Psychotherapy refers to a variety of techniques and methods used to help children and adolescents who are experiencing difficulties with their emotions or behavior. Although there are different types of psychotherapy, each relies on communication as the basic tool for bringing about change in a person’s feelings and behaviors. With children and adolescents, it may be playing, drawing, building, and pretending, as well as talking… all are important ways of sharing feelings and resolving problems.
When meeting with your child or adolescent our therapists will determine the need for psychotherapy. This decision will be based on such things as the child’s current problems, history, level of development, ability to cooperate with treatment, and what interventions are most likely to help with the presenting concerns. Psychotherapy is often used in combination with other treatments (medication, behavior management, or work with the school). The relationship that develops between the therapist and the child is very important.

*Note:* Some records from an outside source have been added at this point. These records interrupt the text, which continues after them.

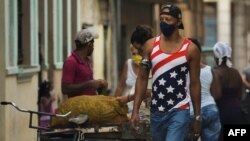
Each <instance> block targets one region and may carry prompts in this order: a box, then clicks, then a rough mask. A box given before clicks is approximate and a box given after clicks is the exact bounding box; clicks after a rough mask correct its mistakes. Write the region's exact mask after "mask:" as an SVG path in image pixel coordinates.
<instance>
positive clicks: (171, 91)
mask: <svg viewBox="0 0 250 141" xmlns="http://www.w3.org/2000/svg"><path fill="white" fill-rule="evenodd" d="M167 90H168V93H170V92H171V93H173V92H174V88H173V87H172V86H171V85H170V86H169V87H168V88H167Z"/></svg>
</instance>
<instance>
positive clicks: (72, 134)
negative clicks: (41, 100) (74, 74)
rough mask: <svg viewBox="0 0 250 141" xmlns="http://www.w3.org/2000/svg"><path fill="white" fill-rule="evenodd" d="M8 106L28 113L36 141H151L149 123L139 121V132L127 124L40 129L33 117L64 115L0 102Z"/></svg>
mask: <svg viewBox="0 0 250 141" xmlns="http://www.w3.org/2000/svg"><path fill="white" fill-rule="evenodd" d="M4 105H10V106H13V107H14V108H15V109H17V110H18V111H20V112H25V113H29V115H30V116H29V128H33V129H36V130H37V141H151V140H152V139H151V138H150V133H149V122H148V121H141V122H140V124H139V130H137V131H135V130H134V129H132V128H131V127H130V123H129V122H124V123H120V124H107V123H105V124H99V125H84V124H81V125H77V124H74V123H72V124H71V126H69V127H64V128H62V127H58V128H56V127H53V128H52V127H47V128H44V127H40V126H34V125H33V124H32V119H33V115H39V116H41V115H47V116H51V117H52V116H54V117H56V118H65V117H67V116H69V115H70V114H71V112H68V113H66V114H64V115H60V114H51V113H45V112H37V111H31V110H26V109H22V108H19V107H18V106H17V105H16V104H15V103H14V102H6V101H3V102H1V106H4Z"/></svg>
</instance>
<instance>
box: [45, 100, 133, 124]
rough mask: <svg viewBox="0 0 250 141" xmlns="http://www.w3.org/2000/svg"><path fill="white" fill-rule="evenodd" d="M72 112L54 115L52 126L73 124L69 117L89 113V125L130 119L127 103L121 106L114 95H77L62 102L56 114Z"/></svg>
mask: <svg viewBox="0 0 250 141" xmlns="http://www.w3.org/2000/svg"><path fill="white" fill-rule="evenodd" d="M69 111H71V112H72V113H71V114H70V115H69V116H67V117H66V118H60V117H52V119H51V124H50V126H51V127H65V126H69V125H71V123H69V122H68V120H69V118H72V117H77V116H79V115H81V114H87V115H88V120H87V122H86V123H84V124H87V125H89V124H90V125H92V124H119V123H122V122H126V121H128V117H127V113H128V107H127V105H124V106H121V105H120V104H119V102H118V101H117V100H116V99H115V97H113V96H103V95H95V96H87V95H83V96H77V97H73V98H69V99H67V100H65V101H64V102H63V103H61V104H60V105H59V107H58V109H57V110H56V114H65V113H67V112H69Z"/></svg>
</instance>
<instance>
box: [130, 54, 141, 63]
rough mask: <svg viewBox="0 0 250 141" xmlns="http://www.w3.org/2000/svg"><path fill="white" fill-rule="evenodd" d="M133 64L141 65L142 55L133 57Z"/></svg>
mask: <svg viewBox="0 0 250 141" xmlns="http://www.w3.org/2000/svg"><path fill="white" fill-rule="evenodd" d="M132 60H133V63H135V64H137V65H139V64H140V63H141V60H142V57H141V55H132Z"/></svg>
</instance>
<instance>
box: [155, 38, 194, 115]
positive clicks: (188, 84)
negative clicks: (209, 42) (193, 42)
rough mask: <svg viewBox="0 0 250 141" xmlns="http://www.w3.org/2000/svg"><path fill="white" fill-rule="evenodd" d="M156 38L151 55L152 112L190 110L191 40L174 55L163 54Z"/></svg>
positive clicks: (161, 111)
mask: <svg viewBox="0 0 250 141" xmlns="http://www.w3.org/2000/svg"><path fill="white" fill-rule="evenodd" d="M159 40H160V38H159V37H156V40H155V44H154V47H153V50H152V53H151V61H152V75H153V84H152V98H151V111H152V112H154V111H159V112H167V111H170V110H172V109H174V108H180V109H187V108H189V104H188V103H189V101H190V96H189V94H188V92H189V91H188V86H189V84H188V83H189V81H188V73H189V71H188V62H187V58H186V52H187V48H188V45H189V43H190V41H189V40H184V42H183V45H182V47H181V49H180V50H179V51H178V52H176V53H173V54H166V53H163V52H162V51H161V50H160V48H159Z"/></svg>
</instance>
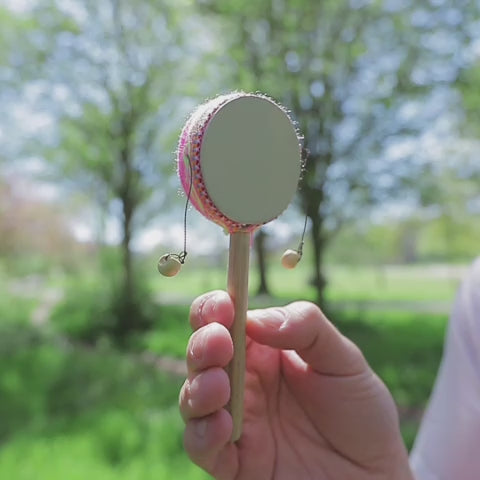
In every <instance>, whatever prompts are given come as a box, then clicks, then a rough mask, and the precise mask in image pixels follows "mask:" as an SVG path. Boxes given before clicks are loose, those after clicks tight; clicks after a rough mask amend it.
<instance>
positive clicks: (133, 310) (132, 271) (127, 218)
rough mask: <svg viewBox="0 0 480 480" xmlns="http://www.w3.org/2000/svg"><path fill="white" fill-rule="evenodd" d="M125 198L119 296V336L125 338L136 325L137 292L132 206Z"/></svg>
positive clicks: (119, 336)
mask: <svg viewBox="0 0 480 480" xmlns="http://www.w3.org/2000/svg"><path fill="white" fill-rule="evenodd" d="M125 200H126V199H124V202H123V240H122V264H123V279H122V283H123V285H122V288H121V292H122V296H121V298H119V299H118V300H119V306H120V309H119V312H118V314H119V318H118V337H119V338H120V339H124V338H125V337H126V336H127V335H128V334H129V333H130V332H131V331H132V330H133V329H134V326H135V294H134V291H133V290H134V282H133V266H132V251H131V249H130V242H131V235H132V234H131V222H132V208H131V206H130V205H129V204H128V202H127V201H125Z"/></svg>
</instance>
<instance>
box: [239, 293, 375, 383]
mask: <svg viewBox="0 0 480 480" xmlns="http://www.w3.org/2000/svg"><path fill="white" fill-rule="evenodd" d="M247 334H248V335H249V336H250V337H251V339H252V340H254V341H256V342H258V343H261V344H264V345H269V346H271V347H274V348H278V349H283V350H295V351H296V352H297V353H298V355H299V356H300V357H301V358H302V359H303V360H304V361H305V362H306V363H307V364H308V365H310V367H311V368H313V369H314V370H315V371H316V372H318V373H321V374H323V375H335V376H342V375H356V374H359V373H362V372H363V371H365V370H366V369H367V368H368V366H367V363H366V361H365V359H364V357H363V355H362V353H361V352H360V350H359V348H358V347H357V346H356V345H355V344H353V343H352V342H351V341H350V340H349V339H348V338H346V337H344V336H343V335H342V334H341V333H340V332H339V331H338V330H337V329H336V328H335V327H334V326H333V325H332V324H331V323H330V322H329V321H328V319H327V318H326V317H325V315H324V314H323V313H322V312H321V310H320V309H319V308H318V307H317V306H316V305H314V304H312V303H309V302H295V303H292V304H290V305H287V306H286V307H282V308H267V309H263V310H252V311H250V312H249V313H248V317H247Z"/></svg>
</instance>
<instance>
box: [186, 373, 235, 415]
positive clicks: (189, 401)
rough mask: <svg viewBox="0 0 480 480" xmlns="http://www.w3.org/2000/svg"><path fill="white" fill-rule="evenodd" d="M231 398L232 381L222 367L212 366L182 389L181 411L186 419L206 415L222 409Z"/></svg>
mask: <svg viewBox="0 0 480 480" xmlns="http://www.w3.org/2000/svg"><path fill="white" fill-rule="evenodd" d="M229 398H230V382H229V380H228V375H227V373H226V372H225V370H223V369H222V368H218V367H217V368H210V369H208V370H205V371H203V372H201V373H199V374H198V375H196V376H195V377H193V378H192V379H191V380H186V381H185V383H184V384H183V387H182V389H181V391H180V413H181V414H182V417H183V418H184V420H189V419H192V418H199V417H204V416H206V415H210V414H211V413H214V412H216V411H217V410H220V409H221V408H222V407H224V406H225V405H226V404H227V402H228V400H229Z"/></svg>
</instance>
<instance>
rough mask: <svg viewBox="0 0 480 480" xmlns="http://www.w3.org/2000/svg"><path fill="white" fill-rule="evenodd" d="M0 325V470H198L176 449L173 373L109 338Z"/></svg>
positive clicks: (51, 478) (124, 477)
mask: <svg viewBox="0 0 480 480" xmlns="http://www.w3.org/2000/svg"><path fill="white" fill-rule="evenodd" d="M1 334H2V337H1V338H6V337H7V338H9V342H2V343H1V344H0V417H1V418H2V423H1V424H0V442H1V443H2V449H1V450H0V478H8V479H12V480H17V479H18V480H20V479H21V480H23V479H25V480H36V479H39V480H40V479H41V480H43V479H49V480H50V479H62V480H63V479H69V480H70V479H76V478H78V479H80V478H82V479H84V478H90V479H92V480H96V479H98V480H100V479H101V480H103V479H110V478H112V479H114V478H115V479H136V478H142V479H144V478H146V479H154V478H155V479H160V480H162V479H170V478H185V479H192V480H193V479H204V478H207V477H206V476H205V475H204V474H203V473H202V472H200V471H199V470H198V469H197V468H196V467H194V466H193V465H192V464H191V463H190V462H189V461H188V459H187V457H186V455H185V453H184V452H183V447H182V430H183V424H182V421H181V419H180V417H179V414H178V411H177V407H176V403H177V398H178V391H179V388H180V385H181V383H182V379H180V378H177V377H173V376H169V375H167V374H165V373H162V372H160V371H158V369H156V368H154V367H153V366H151V365H149V364H146V363H145V362H144V361H143V360H142V359H141V357H140V356H138V355H135V354H128V355H126V354H124V353H119V352H117V351H115V350H113V349H112V348H111V347H109V346H108V345H103V346H98V347H97V348H86V347H80V346H74V345H71V344H68V343H65V341H64V340H62V339H60V338H58V337H56V336H54V335H50V334H42V333H39V332H38V331H36V330H32V329H28V328H27V329H18V330H16V331H15V332H13V331H10V330H5V329H2V332H1Z"/></svg>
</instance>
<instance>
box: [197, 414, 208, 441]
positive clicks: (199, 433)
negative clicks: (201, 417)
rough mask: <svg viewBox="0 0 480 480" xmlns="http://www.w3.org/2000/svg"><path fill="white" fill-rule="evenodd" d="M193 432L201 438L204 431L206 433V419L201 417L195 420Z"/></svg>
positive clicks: (197, 436) (206, 432)
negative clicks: (193, 429)
mask: <svg viewBox="0 0 480 480" xmlns="http://www.w3.org/2000/svg"><path fill="white" fill-rule="evenodd" d="M194 428H195V433H196V435H197V437H200V438H203V437H204V436H205V433H207V420H206V419H205V418H201V419H200V420H197V421H196V422H195V426H194Z"/></svg>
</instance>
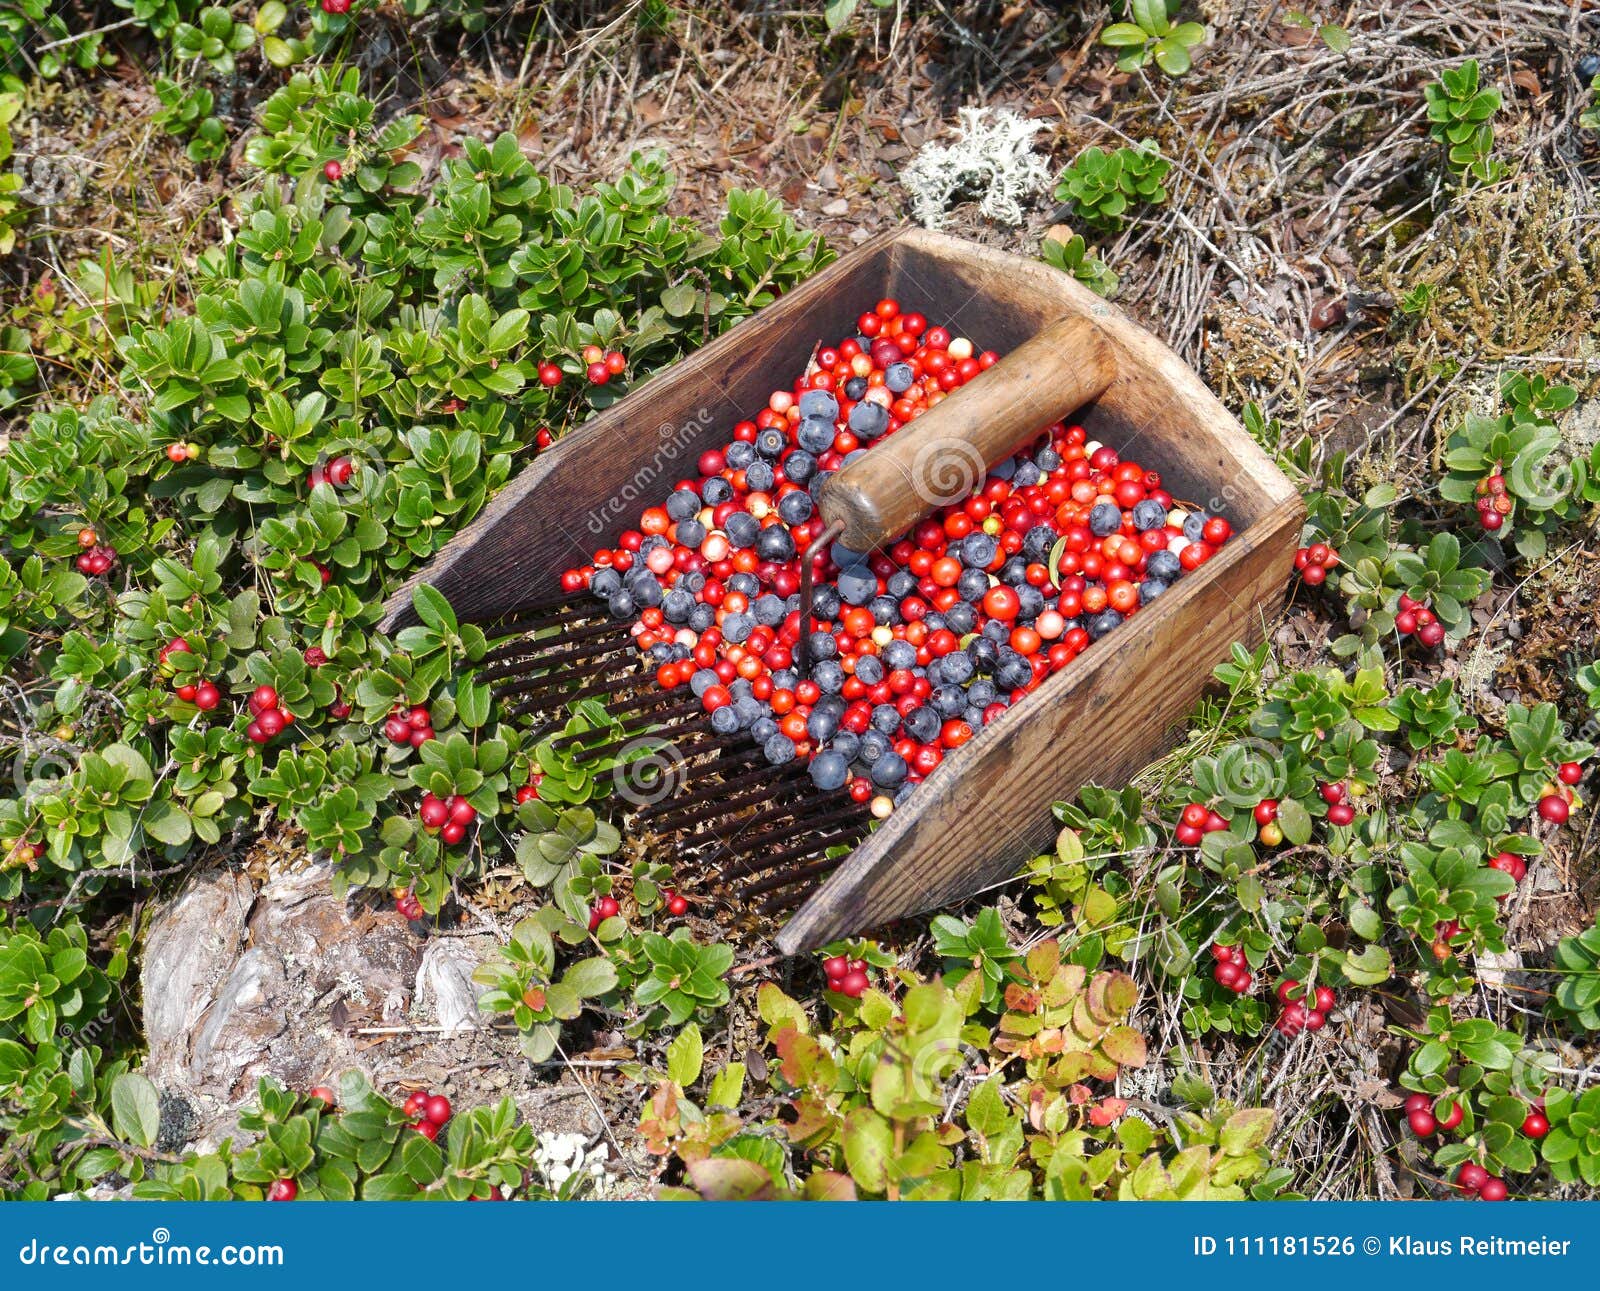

The child or adolescent must feel comfortable, safe, and understood. This type of trusting environment makes it much easier for the child to express his/her thoughts and feelings and to use the therapy in a helpful way.
Our goal is to help children and adolescents in a variety of ways. They will receive emotional support, develop skills to resolve conflicts with people, understand their feelings and problems, and get to try out new solutions to old problems.
Goals for therapy may be specific (change in behavior, improved relations with friends or family), or more general (less anxiety, better self-esteem). The length of therapy depends on the complexity and severity of problems.
Parents should ask the following questions when meeting with the therapist:
- What results can I expect?
- How long will my child be involved in therapy?
- How frequently will the therapist see my child?
- Will the therapist be meeting with just my child or with the entire family?
- How much do the counseling sessions cost?
- How will we (the parents) be informed about our child’s progress and how can we help?
- How soon can we expect to see some changes?